I realize I'm a little late to the party, but I thought I'd offer my two cents. I'm guessing Clarissa is an Anglophone born outside of Quebec and I'm guessing this because her words ring true to me. However legitimate Quebec's language aims may be, the fact is that if you are an Anglophone who came from somewhere else, you will feel discriminated against in Quebec in subtle and not-so-subtle ways.

Despite the fact that you might stumble in French and that all your relatives are English-speaking, your children will be forced to go to French schools. Not necessarily a problem in and of itself until you realize that every bit of communication with the school will be in French and no school administrator will speak to you in English (good luck trying to help you kids in any way. And, I love it when people who are uninformed on the topic say "well there's always private school" because that's also not an option in Quebec. Most private schools accept gov't funding and therefore have to follow Bill 101.

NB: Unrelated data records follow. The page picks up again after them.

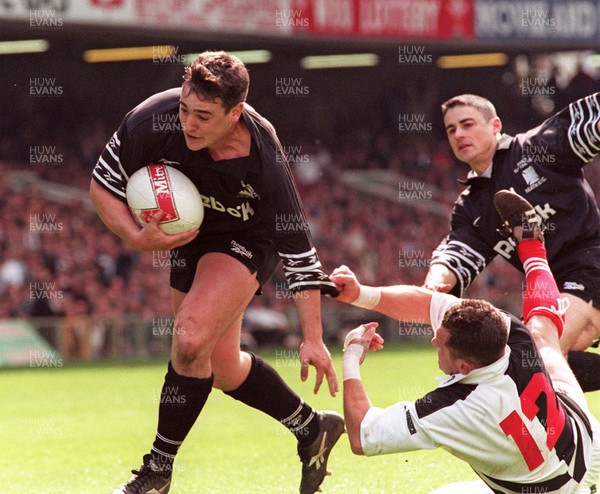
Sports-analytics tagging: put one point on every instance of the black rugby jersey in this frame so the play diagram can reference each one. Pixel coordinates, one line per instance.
(254, 196)
(544, 165)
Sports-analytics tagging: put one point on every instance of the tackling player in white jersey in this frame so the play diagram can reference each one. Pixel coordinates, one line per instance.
(510, 406)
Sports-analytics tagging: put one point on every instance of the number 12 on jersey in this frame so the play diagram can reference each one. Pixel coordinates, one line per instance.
(514, 426)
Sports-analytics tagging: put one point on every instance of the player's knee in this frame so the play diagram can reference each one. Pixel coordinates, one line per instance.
(193, 340)
(543, 332)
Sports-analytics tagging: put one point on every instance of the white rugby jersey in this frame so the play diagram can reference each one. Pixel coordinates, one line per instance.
(504, 419)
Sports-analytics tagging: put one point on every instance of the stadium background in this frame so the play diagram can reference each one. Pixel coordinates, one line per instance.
(366, 144)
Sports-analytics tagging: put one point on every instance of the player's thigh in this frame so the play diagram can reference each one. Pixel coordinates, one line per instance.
(582, 324)
(221, 290)
(473, 487)
(545, 336)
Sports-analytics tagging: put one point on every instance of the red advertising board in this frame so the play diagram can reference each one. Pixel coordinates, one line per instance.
(433, 19)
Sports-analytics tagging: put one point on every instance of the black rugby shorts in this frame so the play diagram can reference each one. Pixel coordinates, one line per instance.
(258, 255)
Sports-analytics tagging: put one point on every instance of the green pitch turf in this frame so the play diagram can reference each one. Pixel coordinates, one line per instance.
(80, 430)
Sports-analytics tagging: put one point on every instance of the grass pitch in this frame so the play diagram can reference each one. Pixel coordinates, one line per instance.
(80, 430)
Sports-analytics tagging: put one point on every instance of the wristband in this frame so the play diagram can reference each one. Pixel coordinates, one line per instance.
(368, 297)
(351, 362)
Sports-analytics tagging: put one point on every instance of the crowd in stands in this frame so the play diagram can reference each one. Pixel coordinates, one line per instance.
(58, 259)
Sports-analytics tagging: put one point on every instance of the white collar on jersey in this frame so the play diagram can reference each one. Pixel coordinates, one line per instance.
(486, 174)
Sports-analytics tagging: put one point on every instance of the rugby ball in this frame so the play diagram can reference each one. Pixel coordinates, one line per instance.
(162, 187)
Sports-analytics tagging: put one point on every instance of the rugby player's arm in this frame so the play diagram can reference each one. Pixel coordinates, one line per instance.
(115, 214)
(439, 278)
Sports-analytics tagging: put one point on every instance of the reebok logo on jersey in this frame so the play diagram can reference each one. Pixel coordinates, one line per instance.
(243, 211)
(240, 249)
(247, 191)
(573, 285)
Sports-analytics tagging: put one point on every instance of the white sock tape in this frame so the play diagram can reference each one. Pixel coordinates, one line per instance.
(351, 362)
(368, 298)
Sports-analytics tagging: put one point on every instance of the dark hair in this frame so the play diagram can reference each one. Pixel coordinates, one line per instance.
(218, 74)
(477, 332)
(483, 105)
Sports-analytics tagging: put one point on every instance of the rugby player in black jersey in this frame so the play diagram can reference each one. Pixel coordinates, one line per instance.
(236, 161)
(545, 166)
(509, 404)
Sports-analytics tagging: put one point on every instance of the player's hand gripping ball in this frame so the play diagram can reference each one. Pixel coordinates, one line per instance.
(161, 187)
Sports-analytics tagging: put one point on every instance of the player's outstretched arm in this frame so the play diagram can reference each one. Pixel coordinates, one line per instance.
(356, 401)
(439, 279)
(401, 302)
(313, 350)
(116, 216)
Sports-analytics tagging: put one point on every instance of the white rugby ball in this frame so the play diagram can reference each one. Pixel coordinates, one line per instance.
(162, 187)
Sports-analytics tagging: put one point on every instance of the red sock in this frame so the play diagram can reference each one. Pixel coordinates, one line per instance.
(542, 296)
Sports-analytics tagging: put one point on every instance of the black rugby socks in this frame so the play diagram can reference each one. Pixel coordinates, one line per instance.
(265, 390)
(181, 400)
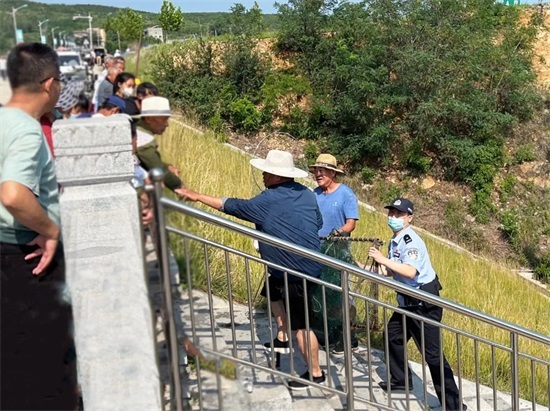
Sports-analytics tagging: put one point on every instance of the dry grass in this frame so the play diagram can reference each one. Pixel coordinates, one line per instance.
(209, 167)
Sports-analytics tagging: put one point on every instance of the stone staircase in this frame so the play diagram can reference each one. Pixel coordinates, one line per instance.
(260, 390)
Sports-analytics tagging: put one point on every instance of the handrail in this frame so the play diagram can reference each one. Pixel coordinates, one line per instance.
(321, 258)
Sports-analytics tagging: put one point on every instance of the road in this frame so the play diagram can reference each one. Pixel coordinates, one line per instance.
(5, 91)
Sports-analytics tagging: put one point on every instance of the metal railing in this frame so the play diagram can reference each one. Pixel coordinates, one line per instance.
(505, 359)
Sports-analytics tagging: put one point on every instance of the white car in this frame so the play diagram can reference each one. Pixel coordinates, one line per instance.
(71, 64)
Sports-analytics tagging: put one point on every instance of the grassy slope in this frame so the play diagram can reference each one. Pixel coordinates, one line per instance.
(211, 168)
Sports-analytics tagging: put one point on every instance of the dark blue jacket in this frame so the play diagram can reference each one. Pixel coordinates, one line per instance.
(288, 211)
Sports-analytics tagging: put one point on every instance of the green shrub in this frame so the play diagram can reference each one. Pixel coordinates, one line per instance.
(390, 191)
(416, 161)
(524, 153)
(245, 116)
(458, 230)
(216, 123)
(507, 187)
(481, 206)
(542, 271)
(367, 175)
(310, 153)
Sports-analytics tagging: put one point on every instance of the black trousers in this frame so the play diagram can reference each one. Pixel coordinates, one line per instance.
(38, 367)
(432, 345)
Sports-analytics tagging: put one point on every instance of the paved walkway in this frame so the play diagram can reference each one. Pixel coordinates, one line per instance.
(268, 392)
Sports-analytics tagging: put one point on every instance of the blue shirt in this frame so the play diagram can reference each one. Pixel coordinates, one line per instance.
(409, 248)
(288, 211)
(25, 159)
(336, 208)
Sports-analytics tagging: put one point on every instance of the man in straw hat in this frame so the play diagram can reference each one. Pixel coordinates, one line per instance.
(155, 113)
(338, 205)
(36, 321)
(287, 210)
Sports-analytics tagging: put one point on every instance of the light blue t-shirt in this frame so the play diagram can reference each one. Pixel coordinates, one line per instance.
(25, 159)
(336, 208)
(409, 248)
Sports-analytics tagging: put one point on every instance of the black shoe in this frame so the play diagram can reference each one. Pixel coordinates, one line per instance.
(339, 348)
(278, 346)
(298, 385)
(394, 386)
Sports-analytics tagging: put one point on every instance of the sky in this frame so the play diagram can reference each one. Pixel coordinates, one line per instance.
(187, 6)
(192, 6)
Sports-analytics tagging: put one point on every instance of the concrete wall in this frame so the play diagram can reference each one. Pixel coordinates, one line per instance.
(103, 243)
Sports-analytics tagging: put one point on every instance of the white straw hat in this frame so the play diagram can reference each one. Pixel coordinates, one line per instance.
(155, 106)
(279, 163)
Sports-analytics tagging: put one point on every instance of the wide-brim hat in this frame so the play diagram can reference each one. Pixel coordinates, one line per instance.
(155, 107)
(402, 204)
(117, 101)
(279, 163)
(327, 161)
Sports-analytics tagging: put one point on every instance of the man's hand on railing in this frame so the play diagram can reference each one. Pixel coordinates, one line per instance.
(147, 214)
(187, 194)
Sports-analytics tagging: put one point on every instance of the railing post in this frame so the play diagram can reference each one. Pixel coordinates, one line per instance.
(515, 370)
(347, 340)
(157, 175)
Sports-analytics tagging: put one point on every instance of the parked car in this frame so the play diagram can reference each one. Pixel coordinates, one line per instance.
(71, 64)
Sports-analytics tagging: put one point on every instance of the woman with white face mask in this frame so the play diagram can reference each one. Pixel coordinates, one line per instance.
(125, 85)
(409, 263)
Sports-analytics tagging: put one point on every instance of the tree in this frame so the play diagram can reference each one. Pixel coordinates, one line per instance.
(129, 24)
(170, 18)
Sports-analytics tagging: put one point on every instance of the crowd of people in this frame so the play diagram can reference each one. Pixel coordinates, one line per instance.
(38, 370)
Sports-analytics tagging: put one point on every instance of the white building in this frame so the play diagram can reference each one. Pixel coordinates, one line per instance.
(155, 32)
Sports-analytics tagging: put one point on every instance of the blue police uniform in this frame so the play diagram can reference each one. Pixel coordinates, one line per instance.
(408, 248)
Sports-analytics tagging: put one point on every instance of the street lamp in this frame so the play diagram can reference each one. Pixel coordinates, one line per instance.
(13, 11)
(89, 17)
(40, 27)
(53, 36)
(59, 35)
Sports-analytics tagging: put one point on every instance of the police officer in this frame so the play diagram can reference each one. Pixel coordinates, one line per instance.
(408, 262)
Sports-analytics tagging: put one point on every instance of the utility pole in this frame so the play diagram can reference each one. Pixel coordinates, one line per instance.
(40, 28)
(90, 18)
(53, 36)
(13, 11)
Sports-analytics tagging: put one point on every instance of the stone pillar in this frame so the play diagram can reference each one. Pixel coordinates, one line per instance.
(103, 242)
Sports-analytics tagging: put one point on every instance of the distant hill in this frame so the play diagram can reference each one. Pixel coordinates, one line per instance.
(61, 16)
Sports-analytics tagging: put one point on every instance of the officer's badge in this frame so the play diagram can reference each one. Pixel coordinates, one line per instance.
(413, 254)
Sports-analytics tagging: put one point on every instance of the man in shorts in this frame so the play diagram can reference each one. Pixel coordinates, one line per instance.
(287, 210)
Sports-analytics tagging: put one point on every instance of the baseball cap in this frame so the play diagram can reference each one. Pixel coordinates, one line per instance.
(402, 204)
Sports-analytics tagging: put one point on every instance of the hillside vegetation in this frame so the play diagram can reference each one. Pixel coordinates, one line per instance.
(61, 16)
(435, 100)
(211, 168)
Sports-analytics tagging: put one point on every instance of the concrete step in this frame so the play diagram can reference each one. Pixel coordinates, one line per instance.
(368, 370)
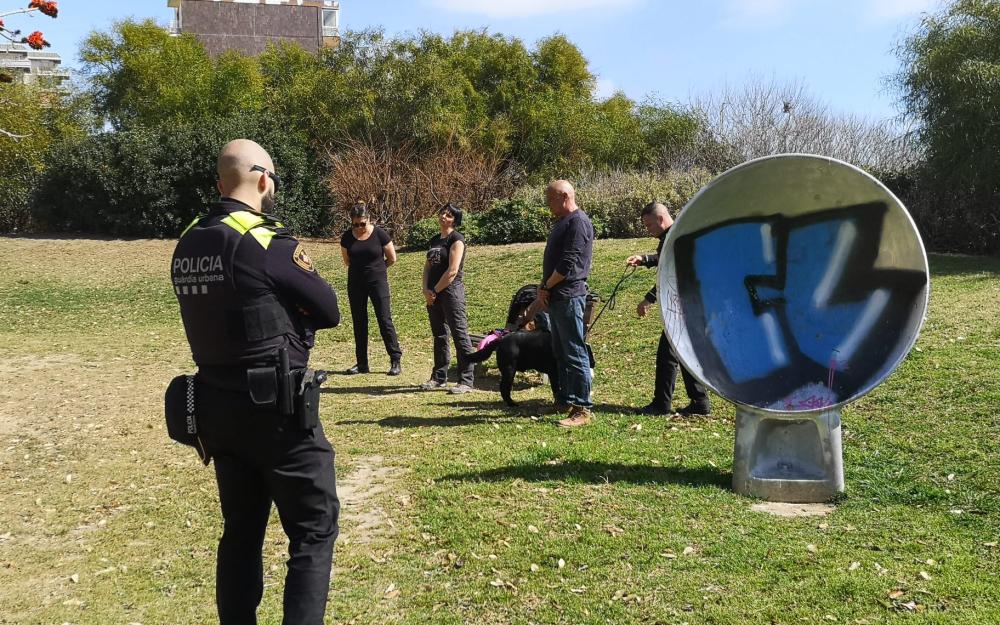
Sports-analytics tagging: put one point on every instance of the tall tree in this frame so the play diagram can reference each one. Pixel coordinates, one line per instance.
(951, 85)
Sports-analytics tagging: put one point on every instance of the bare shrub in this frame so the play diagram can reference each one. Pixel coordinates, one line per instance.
(763, 118)
(404, 184)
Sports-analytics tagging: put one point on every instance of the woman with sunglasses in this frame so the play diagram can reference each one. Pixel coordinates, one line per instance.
(367, 251)
(445, 296)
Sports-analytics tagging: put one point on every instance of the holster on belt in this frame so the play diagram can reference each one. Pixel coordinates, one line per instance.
(289, 391)
(307, 399)
(274, 386)
(179, 410)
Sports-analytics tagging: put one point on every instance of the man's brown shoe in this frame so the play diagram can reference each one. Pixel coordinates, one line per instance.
(578, 415)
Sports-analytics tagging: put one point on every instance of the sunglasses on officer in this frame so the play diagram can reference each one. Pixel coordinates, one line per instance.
(270, 174)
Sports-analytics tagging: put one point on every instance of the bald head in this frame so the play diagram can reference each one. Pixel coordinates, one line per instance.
(238, 179)
(656, 218)
(561, 197)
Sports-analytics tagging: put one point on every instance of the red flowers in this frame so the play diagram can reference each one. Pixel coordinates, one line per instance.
(36, 41)
(48, 7)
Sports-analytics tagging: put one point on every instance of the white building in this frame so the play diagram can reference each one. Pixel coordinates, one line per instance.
(31, 66)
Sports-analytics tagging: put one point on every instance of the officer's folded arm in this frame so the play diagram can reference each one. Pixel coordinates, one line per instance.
(295, 277)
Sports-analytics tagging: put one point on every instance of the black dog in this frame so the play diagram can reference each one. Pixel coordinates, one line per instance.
(521, 351)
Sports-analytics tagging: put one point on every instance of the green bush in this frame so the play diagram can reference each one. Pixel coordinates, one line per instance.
(514, 221)
(426, 229)
(151, 181)
(614, 200)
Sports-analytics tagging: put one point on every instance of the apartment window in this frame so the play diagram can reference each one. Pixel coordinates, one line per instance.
(331, 22)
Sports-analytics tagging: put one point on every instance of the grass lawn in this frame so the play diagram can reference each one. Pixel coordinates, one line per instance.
(459, 511)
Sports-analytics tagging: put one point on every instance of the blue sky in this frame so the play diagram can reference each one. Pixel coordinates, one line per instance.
(843, 51)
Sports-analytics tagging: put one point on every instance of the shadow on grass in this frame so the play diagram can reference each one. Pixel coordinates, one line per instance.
(958, 265)
(601, 472)
(371, 389)
(426, 422)
(536, 406)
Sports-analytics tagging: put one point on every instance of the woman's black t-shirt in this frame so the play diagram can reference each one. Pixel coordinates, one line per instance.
(438, 255)
(367, 257)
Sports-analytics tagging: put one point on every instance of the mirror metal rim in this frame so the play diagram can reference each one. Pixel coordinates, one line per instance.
(677, 230)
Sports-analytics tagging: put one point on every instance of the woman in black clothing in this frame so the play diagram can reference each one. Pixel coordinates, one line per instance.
(367, 251)
(445, 295)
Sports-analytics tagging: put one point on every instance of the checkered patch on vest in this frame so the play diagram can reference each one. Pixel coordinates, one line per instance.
(302, 259)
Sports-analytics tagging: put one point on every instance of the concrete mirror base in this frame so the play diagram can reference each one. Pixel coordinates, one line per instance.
(793, 457)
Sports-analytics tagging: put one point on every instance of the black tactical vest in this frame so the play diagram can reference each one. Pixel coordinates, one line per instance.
(223, 325)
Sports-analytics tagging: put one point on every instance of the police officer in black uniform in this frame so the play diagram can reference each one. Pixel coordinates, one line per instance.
(251, 301)
(657, 221)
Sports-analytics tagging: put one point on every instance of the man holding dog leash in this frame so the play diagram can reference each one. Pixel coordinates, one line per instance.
(251, 301)
(563, 293)
(657, 221)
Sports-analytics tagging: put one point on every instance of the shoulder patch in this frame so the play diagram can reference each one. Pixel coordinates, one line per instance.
(302, 259)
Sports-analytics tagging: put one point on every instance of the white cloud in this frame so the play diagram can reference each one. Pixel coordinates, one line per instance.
(529, 8)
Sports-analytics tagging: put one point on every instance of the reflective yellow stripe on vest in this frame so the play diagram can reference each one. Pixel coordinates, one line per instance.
(191, 225)
(245, 221)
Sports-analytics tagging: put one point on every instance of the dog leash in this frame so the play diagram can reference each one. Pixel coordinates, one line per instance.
(612, 299)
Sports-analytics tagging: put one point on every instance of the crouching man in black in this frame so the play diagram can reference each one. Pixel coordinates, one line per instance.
(657, 221)
(251, 302)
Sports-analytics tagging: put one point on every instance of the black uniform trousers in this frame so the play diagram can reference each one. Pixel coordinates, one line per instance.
(260, 458)
(447, 316)
(359, 290)
(666, 378)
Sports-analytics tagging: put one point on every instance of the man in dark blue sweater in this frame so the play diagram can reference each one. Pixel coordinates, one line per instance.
(563, 293)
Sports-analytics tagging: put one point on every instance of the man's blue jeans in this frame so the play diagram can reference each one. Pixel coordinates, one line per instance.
(572, 360)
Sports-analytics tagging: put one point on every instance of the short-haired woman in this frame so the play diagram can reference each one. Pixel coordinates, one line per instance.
(367, 251)
(445, 296)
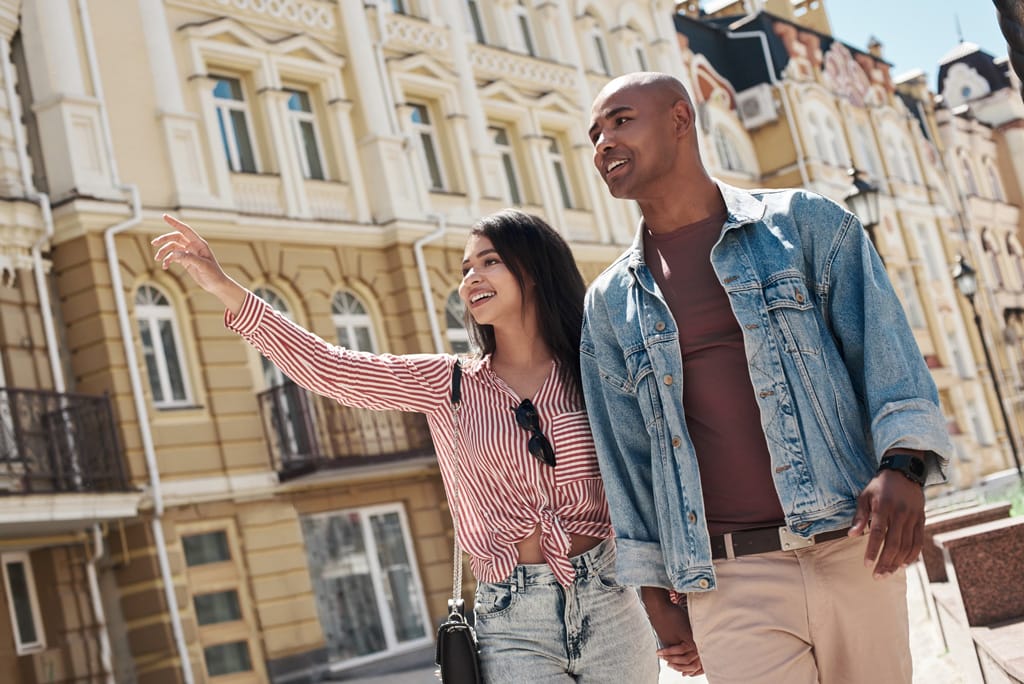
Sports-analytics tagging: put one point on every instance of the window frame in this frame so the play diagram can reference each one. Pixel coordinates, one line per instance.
(150, 313)
(296, 119)
(560, 169)
(222, 109)
(22, 648)
(425, 131)
(351, 319)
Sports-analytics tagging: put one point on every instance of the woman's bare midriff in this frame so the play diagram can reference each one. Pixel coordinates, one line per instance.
(530, 553)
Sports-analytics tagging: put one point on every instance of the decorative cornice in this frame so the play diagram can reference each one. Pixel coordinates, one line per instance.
(1012, 25)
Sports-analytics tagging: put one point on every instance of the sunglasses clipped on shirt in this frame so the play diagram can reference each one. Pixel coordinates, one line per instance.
(540, 447)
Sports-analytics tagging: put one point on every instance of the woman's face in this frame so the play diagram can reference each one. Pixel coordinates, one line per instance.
(488, 289)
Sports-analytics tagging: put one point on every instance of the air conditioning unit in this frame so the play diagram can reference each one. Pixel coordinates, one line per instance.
(757, 107)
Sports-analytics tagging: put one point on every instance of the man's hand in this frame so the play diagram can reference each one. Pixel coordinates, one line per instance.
(672, 625)
(892, 509)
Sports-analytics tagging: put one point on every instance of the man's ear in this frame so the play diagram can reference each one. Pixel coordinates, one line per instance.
(682, 117)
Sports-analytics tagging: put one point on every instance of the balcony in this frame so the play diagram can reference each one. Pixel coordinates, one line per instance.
(306, 432)
(53, 443)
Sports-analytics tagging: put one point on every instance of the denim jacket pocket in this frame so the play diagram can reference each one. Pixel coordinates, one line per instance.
(574, 456)
(793, 315)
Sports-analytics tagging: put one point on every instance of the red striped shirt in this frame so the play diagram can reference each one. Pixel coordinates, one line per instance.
(504, 493)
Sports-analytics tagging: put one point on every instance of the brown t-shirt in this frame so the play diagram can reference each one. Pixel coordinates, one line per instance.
(722, 415)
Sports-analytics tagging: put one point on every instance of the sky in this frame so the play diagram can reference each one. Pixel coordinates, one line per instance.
(915, 34)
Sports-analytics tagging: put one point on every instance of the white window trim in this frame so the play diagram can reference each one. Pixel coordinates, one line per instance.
(296, 119)
(350, 321)
(222, 110)
(37, 618)
(152, 314)
(371, 547)
(430, 130)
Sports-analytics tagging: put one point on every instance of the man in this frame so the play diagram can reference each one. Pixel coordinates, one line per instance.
(764, 419)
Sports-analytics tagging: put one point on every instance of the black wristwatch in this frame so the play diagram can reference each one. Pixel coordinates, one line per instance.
(910, 465)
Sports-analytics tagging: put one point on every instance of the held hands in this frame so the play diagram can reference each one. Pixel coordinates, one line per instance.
(185, 247)
(891, 509)
(672, 625)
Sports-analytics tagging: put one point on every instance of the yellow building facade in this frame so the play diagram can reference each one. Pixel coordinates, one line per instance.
(172, 509)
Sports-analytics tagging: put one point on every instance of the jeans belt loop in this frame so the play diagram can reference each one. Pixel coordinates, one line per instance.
(730, 553)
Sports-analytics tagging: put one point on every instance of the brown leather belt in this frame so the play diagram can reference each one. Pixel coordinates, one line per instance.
(764, 540)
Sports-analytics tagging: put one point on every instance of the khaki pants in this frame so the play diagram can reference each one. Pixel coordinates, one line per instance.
(814, 615)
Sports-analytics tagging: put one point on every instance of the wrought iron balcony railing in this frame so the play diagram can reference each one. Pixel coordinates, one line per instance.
(307, 432)
(54, 442)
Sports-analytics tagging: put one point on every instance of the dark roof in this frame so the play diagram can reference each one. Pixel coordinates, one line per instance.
(994, 72)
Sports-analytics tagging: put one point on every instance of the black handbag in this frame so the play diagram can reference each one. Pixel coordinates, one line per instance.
(458, 655)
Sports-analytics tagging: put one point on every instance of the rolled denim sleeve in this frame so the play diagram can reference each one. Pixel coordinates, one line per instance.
(624, 451)
(882, 356)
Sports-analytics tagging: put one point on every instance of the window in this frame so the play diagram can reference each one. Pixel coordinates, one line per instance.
(475, 20)
(232, 118)
(600, 53)
(505, 152)
(907, 289)
(424, 130)
(217, 607)
(23, 603)
(455, 312)
(970, 183)
(728, 154)
(161, 347)
(525, 32)
(355, 330)
(227, 658)
(366, 583)
(206, 548)
(303, 124)
(993, 180)
(558, 168)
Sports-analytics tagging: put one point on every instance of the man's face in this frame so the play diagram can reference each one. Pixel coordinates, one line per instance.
(635, 140)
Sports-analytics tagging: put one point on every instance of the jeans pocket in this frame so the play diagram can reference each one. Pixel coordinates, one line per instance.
(494, 600)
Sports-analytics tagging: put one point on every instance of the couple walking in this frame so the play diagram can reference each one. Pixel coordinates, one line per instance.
(711, 423)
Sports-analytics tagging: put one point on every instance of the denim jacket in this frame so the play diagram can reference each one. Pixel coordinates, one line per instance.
(836, 372)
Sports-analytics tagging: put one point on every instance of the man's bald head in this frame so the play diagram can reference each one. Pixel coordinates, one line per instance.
(665, 88)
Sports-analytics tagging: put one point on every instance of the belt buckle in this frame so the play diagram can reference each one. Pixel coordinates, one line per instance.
(792, 541)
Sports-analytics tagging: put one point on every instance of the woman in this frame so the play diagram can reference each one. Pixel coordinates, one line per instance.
(531, 512)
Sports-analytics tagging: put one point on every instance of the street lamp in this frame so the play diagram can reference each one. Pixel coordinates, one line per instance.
(862, 199)
(967, 282)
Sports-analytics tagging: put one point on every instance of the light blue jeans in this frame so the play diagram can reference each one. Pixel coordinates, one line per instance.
(595, 631)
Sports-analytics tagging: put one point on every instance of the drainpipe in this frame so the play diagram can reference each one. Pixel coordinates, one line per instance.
(141, 411)
(785, 98)
(105, 658)
(421, 266)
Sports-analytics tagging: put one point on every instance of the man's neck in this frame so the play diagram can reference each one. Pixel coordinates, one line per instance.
(695, 202)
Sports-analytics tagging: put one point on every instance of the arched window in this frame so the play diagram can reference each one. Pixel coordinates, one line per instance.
(355, 330)
(457, 333)
(158, 332)
(272, 377)
(991, 246)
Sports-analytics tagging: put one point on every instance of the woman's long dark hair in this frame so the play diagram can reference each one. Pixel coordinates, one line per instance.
(535, 253)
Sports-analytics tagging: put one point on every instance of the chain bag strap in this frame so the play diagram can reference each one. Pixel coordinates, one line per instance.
(458, 655)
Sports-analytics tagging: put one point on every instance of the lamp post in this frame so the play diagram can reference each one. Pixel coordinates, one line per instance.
(967, 282)
(862, 199)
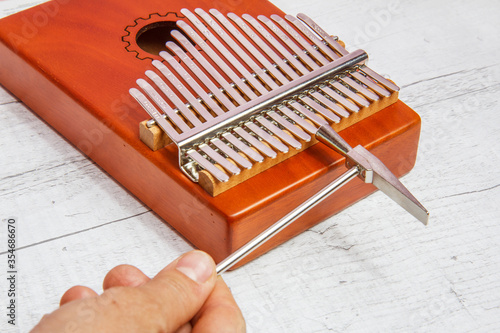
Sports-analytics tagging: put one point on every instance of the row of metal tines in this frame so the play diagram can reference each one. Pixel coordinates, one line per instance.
(257, 56)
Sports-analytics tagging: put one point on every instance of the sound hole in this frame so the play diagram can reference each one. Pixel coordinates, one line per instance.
(152, 37)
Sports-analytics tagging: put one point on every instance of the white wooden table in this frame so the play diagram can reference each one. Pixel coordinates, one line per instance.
(370, 268)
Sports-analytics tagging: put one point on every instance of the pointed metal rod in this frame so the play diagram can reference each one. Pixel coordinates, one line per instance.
(362, 163)
(374, 171)
(246, 249)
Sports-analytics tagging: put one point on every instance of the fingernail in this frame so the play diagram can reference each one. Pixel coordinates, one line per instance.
(196, 265)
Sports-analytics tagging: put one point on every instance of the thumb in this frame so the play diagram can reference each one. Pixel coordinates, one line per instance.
(181, 289)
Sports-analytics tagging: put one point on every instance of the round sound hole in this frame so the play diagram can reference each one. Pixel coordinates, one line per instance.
(152, 37)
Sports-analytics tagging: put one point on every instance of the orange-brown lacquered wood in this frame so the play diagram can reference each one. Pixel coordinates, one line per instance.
(68, 62)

You will be given forms to fill out written in very formal French that you have no hope of understanding, you will be hung up on when calling government offices and sometimes you will be scolded in a public park (all actual experiences of mine.)

In any case, my point here is not to be rude, it's simply to offer the perspective that because English occupies a certain space in the Quebecois consciousness, those Anglophones not from Canada suddenly find an essential part of their identities are denied and life is actually made much more difficult than it needs to be. You may be eager to learn French and you may love Quebec, but you may also need to rely on English sometimes to get by and when it doesn't go well often enough, it grates after a while. Long and short of it: I agree with Clarissa, it feels an awful lot like discrimination and, after four years, I, too, am packing my bags to leave.

BTW, great blog -- I appreciate the perspective.